Antibody treatment targeting nitrated alpha-synuclein counteracts protein spreading pathology

α-Synuclein nitration is a prominent post-translational modification in Parkinson’s disease, but whether nitrated α-synuclein merely reflects oxidative stress or actively contributes to pathology remains unclear. Here, we generated and characterized 6G6, an antibody selective for Tyr39-nitrated α-synuclein, and tested whether targeting this modified α-synuclein species affected pathology in different mouse models of α-synuclein aggregation and spread. In two models of α-synuclein overexpression targeting medullary vagal neurons, oxidative stress was induced by either exposure to the herbicide paraquat or transgenic heterozygous expression of the Gba1 -L444P mutation. Both conditions were characterized by robust α-synuclein spreading that was markedly counteracted by 6G6 administration.
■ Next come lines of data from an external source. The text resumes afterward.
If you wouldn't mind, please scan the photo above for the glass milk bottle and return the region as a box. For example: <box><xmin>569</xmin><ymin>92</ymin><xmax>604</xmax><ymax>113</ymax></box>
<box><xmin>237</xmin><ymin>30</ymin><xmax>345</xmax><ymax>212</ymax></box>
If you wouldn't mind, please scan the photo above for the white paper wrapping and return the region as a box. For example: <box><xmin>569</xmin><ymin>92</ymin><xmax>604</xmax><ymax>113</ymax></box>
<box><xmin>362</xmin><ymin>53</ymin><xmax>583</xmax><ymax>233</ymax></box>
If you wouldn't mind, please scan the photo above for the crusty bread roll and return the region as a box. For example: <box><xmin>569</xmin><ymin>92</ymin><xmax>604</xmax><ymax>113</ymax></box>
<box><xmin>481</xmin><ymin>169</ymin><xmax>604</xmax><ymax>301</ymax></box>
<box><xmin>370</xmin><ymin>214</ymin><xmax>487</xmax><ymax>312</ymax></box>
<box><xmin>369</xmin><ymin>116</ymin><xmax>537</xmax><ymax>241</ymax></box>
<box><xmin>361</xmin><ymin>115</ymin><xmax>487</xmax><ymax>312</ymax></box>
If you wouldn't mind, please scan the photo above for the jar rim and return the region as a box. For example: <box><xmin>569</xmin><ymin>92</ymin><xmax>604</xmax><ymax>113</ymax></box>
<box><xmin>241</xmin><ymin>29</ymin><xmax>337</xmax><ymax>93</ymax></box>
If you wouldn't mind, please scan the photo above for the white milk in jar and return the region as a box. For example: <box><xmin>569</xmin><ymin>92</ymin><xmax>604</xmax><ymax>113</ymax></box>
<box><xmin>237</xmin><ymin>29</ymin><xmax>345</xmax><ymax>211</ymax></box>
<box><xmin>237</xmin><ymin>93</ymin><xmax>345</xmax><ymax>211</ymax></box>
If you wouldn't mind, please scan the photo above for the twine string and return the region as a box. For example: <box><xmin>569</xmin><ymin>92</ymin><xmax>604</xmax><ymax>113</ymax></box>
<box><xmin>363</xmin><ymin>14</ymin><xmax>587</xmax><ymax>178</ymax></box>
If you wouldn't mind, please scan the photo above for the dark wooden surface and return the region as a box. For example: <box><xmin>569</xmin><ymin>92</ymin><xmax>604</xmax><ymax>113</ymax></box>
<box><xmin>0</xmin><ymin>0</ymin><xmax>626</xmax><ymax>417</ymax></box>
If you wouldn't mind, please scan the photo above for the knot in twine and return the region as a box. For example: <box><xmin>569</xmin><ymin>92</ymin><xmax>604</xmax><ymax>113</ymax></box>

A third model consisted of an injection of α-synuclein fibrils into the striatum of α-synuclein-overexpressing mice. In this model, treatment with 6G6 protected against fibril-induced aggregate pathology and ensuing degeneration of nigral dopaminergic neurons. In a pilot human study, CSF levels of Tyr39-nitrated α-synuclein were measured and found increased in Parkinson patients as compared to controls. These findings identify Tyr39-nitrated α-synuclein as a pathogenic, therapeutically targetable α-synuclein species linking oxidative/nitrative stress to PD pathological processes.